We recall the inaction of the central bank in stopping the activities of some microfinance institutions in the country until the situation got out of hand.
We will be surprised if the Bank of Ghana claims it had not seen the numerous adverts demanding dollars for the services rendered or goods sold. This trend is most unfortunate and unacceptable and must be checked immediately before it gets out of hand.
In a country where people are quick to follow trends, we need to take proactive steps to prevent such things from escalating to a level where its control will be costly.
What we see in Ghana is what economists refer to as a partial dollarisation because it has not been formalised.
It is evidently clear that a high degree of partial dollarisation not only has an impact on the effectiveness and performance of economic policies, but also requires adjustments in prudential regulations.
In the 1970s, 1980s and some parts of 2000s, when macroeconomic instability and high inflation rates characterized the economy, individuals used foreign currency to keep their assets from the negative effects of inflation and uncertainty.
Much as it is known fact that countries under partial dollarisation can benefit from the promotion of financial inter-mediation and integration with international markets, it is equally worth nothing that policymakers in partially dollarized economies face several challenges.
For instance, there is an issue about the vulnerability of the financial system to capital flows and depreciation risk. It also weakens the central bank’s effectiveness as lender of last resort among many other things.
We are aware of frantic efforts being made by the government to stabilize the economy and to restore hope and confidence in the Ghanaian currency. Today, we see a currency which is partially stable and efforts are being made to even make it stronger.
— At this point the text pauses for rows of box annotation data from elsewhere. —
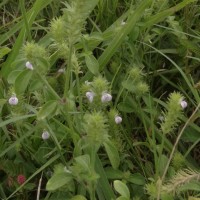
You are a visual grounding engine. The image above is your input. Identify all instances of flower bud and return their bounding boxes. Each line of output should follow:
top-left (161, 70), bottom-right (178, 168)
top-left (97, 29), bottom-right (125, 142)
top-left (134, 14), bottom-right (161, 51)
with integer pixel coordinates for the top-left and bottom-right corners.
top-left (180, 100), bottom-right (187, 109)
top-left (58, 68), bottom-right (65, 74)
top-left (115, 116), bottom-right (122, 124)
top-left (42, 131), bottom-right (50, 140)
top-left (26, 61), bottom-right (33, 70)
top-left (17, 174), bottom-right (26, 185)
top-left (101, 93), bottom-right (112, 103)
top-left (85, 92), bottom-right (95, 103)
top-left (8, 95), bottom-right (18, 106)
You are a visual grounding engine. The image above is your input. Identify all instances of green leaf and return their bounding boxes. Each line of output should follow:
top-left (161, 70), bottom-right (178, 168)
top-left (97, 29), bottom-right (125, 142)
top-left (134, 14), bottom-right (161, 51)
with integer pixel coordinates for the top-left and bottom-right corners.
top-left (15, 70), bottom-right (33, 95)
top-left (158, 154), bottom-right (168, 175)
top-left (71, 195), bottom-right (87, 200)
top-left (98, 0), bottom-right (152, 71)
top-left (116, 196), bottom-right (129, 200)
top-left (178, 181), bottom-right (200, 192)
top-left (103, 140), bottom-right (120, 169)
top-left (0, 47), bottom-right (11, 59)
top-left (85, 55), bottom-right (99, 75)
top-left (117, 101), bottom-right (135, 113)
top-left (75, 155), bottom-right (90, 171)
top-left (46, 171), bottom-right (72, 191)
top-left (122, 80), bottom-right (135, 92)
top-left (127, 173), bottom-right (145, 185)
top-left (105, 167), bottom-right (124, 180)
top-left (37, 100), bottom-right (58, 120)
top-left (114, 180), bottom-right (130, 199)
top-left (7, 70), bottom-right (22, 84)
top-left (95, 155), bottom-right (116, 200)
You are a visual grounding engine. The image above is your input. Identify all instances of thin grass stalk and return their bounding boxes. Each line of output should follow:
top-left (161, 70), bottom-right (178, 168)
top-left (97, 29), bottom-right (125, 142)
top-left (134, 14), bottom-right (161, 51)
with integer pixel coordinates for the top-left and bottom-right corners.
top-left (157, 103), bottom-right (200, 200)
top-left (19, 0), bottom-right (32, 42)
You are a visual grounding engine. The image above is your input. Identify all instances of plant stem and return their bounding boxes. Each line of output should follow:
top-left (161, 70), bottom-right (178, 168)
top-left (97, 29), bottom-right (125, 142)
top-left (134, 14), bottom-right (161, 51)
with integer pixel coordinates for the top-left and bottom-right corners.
top-left (157, 103), bottom-right (200, 200)
top-left (36, 71), bottom-right (60, 100)
top-left (64, 44), bottom-right (72, 98)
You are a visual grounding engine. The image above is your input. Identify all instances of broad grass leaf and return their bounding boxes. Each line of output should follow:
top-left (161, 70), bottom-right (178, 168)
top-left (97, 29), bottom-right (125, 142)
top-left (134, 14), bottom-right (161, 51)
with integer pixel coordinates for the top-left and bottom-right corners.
top-left (105, 167), bottom-right (124, 180)
top-left (46, 172), bottom-right (72, 191)
top-left (103, 140), bottom-right (120, 169)
top-left (37, 100), bottom-right (58, 120)
top-left (14, 69), bottom-right (33, 95)
top-left (114, 180), bottom-right (130, 199)
top-left (85, 55), bottom-right (99, 75)
top-left (178, 181), bottom-right (200, 192)
top-left (116, 196), bottom-right (129, 200)
top-left (122, 80), bottom-right (136, 92)
top-left (117, 101), bottom-right (135, 113)
top-left (0, 47), bottom-right (11, 59)
top-left (75, 155), bottom-right (90, 171)
top-left (127, 173), bottom-right (145, 185)
top-left (70, 195), bottom-right (87, 200)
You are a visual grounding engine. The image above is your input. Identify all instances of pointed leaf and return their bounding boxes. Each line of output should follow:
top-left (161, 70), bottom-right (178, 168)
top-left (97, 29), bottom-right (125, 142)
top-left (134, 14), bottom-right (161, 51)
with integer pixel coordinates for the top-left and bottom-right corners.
top-left (85, 55), bottom-right (99, 75)
top-left (114, 180), bottom-right (130, 199)
top-left (103, 140), bottom-right (120, 169)
top-left (37, 100), bottom-right (58, 120)
top-left (15, 70), bottom-right (33, 94)
top-left (7, 70), bottom-right (22, 84)
top-left (0, 47), bottom-right (11, 59)
top-left (71, 195), bottom-right (87, 200)
top-left (46, 172), bottom-right (72, 191)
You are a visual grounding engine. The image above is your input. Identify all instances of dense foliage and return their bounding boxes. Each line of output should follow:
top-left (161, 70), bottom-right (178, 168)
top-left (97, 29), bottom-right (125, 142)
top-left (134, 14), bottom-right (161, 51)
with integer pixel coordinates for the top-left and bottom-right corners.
top-left (0, 0), bottom-right (200, 200)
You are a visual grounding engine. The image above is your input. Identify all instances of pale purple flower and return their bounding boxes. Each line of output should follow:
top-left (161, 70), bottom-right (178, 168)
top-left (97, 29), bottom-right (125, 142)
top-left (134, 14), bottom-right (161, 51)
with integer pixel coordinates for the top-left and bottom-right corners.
top-left (58, 68), bottom-right (65, 74)
top-left (42, 131), bottom-right (50, 140)
top-left (180, 100), bottom-right (187, 109)
top-left (115, 115), bottom-right (122, 124)
top-left (26, 61), bottom-right (33, 70)
top-left (8, 94), bottom-right (18, 106)
top-left (101, 92), bottom-right (112, 103)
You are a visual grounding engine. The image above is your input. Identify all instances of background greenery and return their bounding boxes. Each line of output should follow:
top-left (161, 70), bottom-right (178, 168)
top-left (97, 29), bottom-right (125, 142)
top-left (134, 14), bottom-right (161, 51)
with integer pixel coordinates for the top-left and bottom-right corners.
top-left (0, 0), bottom-right (200, 200)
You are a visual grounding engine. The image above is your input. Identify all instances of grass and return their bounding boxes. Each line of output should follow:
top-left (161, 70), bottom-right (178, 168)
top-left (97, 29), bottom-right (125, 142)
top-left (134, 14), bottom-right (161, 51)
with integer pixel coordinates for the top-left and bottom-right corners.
top-left (0, 0), bottom-right (200, 200)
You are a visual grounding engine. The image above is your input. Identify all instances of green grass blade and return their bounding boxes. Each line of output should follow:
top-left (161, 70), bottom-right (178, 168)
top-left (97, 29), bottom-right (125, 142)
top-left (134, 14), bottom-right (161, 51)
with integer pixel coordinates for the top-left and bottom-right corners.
top-left (0, 114), bottom-right (36, 128)
top-left (95, 156), bottom-right (116, 200)
top-left (98, 0), bottom-right (152, 71)
top-left (144, 0), bottom-right (197, 28)
top-left (6, 155), bottom-right (60, 200)
top-left (0, 0), bottom-right (52, 78)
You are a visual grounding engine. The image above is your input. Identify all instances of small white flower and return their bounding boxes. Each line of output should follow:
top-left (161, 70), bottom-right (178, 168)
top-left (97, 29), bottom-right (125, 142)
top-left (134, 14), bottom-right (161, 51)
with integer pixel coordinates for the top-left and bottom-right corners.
top-left (101, 93), bottom-right (112, 103)
top-left (115, 115), bottom-right (122, 124)
top-left (26, 61), bottom-right (33, 70)
top-left (58, 68), bottom-right (65, 74)
top-left (85, 92), bottom-right (95, 103)
top-left (42, 131), bottom-right (50, 140)
top-left (8, 94), bottom-right (18, 106)
top-left (180, 100), bottom-right (187, 109)
top-left (85, 81), bottom-right (92, 85)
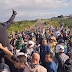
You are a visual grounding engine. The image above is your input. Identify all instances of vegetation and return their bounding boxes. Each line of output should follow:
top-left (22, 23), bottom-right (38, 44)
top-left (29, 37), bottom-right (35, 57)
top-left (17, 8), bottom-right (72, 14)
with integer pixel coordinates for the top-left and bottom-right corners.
top-left (8, 18), bottom-right (72, 33)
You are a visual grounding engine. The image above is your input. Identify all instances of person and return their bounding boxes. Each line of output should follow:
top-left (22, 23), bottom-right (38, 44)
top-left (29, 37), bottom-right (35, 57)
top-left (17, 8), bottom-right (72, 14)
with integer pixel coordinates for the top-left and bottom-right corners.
top-left (40, 39), bottom-right (52, 67)
top-left (29, 53), bottom-right (47, 72)
top-left (0, 10), bottom-right (17, 62)
top-left (0, 43), bottom-right (30, 72)
top-left (50, 24), bottom-right (64, 38)
top-left (54, 44), bottom-right (69, 72)
top-left (0, 10), bottom-right (17, 47)
top-left (15, 38), bottom-right (24, 54)
top-left (45, 52), bottom-right (57, 72)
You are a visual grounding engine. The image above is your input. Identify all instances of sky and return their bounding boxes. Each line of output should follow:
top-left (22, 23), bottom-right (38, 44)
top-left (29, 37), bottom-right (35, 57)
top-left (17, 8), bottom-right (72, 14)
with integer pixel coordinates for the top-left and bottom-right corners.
top-left (0, 0), bottom-right (72, 22)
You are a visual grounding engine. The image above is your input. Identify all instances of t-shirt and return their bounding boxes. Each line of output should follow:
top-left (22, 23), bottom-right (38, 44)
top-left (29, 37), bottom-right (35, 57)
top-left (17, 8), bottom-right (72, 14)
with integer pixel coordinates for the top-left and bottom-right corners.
top-left (46, 61), bottom-right (57, 72)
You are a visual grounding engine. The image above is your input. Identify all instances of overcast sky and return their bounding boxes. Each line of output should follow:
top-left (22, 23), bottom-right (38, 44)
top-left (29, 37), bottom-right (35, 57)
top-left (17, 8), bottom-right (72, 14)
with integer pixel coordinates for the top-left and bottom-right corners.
top-left (0, 0), bottom-right (72, 22)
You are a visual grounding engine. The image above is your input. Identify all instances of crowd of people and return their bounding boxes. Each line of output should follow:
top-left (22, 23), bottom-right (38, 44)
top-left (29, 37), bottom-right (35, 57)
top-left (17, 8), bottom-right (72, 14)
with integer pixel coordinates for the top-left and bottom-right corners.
top-left (0, 11), bottom-right (72, 72)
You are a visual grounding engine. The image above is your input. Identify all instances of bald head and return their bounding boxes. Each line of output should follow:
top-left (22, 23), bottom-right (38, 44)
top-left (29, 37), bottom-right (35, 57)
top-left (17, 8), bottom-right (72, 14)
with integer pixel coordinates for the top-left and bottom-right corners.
top-left (32, 53), bottom-right (40, 64)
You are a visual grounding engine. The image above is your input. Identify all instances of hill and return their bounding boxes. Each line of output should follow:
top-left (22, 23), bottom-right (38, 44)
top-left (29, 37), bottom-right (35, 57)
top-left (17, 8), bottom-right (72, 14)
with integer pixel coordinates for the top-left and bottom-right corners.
top-left (8, 18), bottom-right (72, 33)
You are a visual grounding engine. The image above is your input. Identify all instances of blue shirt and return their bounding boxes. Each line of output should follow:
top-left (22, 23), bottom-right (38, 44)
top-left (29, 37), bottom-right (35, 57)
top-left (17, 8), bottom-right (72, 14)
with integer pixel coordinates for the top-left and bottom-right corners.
top-left (46, 61), bottom-right (57, 72)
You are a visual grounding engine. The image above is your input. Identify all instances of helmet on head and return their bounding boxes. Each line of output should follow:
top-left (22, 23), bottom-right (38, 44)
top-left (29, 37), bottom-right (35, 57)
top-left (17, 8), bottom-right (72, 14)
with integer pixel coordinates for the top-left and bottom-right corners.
top-left (56, 44), bottom-right (64, 53)
top-left (28, 40), bottom-right (35, 48)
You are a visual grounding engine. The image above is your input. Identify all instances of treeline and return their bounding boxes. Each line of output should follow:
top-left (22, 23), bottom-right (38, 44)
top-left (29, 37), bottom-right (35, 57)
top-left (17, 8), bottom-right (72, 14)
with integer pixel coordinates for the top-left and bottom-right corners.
top-left (8, 18), bottom-right (72, 33)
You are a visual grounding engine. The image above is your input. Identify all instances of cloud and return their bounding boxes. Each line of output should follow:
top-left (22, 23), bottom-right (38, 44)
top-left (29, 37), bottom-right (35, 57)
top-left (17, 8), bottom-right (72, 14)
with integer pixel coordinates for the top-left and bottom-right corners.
top-left (0, 0), bottom-right (72, 21)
It is, therefore, not the best for the central bank to sit on the sidelines and watch people trade in dollars.
We believe that if for nothing at all, those companies and institutions that charge in dollars must also be made to pay salaries of their workers in the same currency. This is because it makes absolutely no sense to allow Ghanaians to toil and work for companies that charge in dollars, while they are paid in Ghana cedis.
It is our fervent hope that the Bank of Ghana will rise to the occasion as soon as practicable to stop this illegality and help restore full confidence in local currency and the economy as a whole.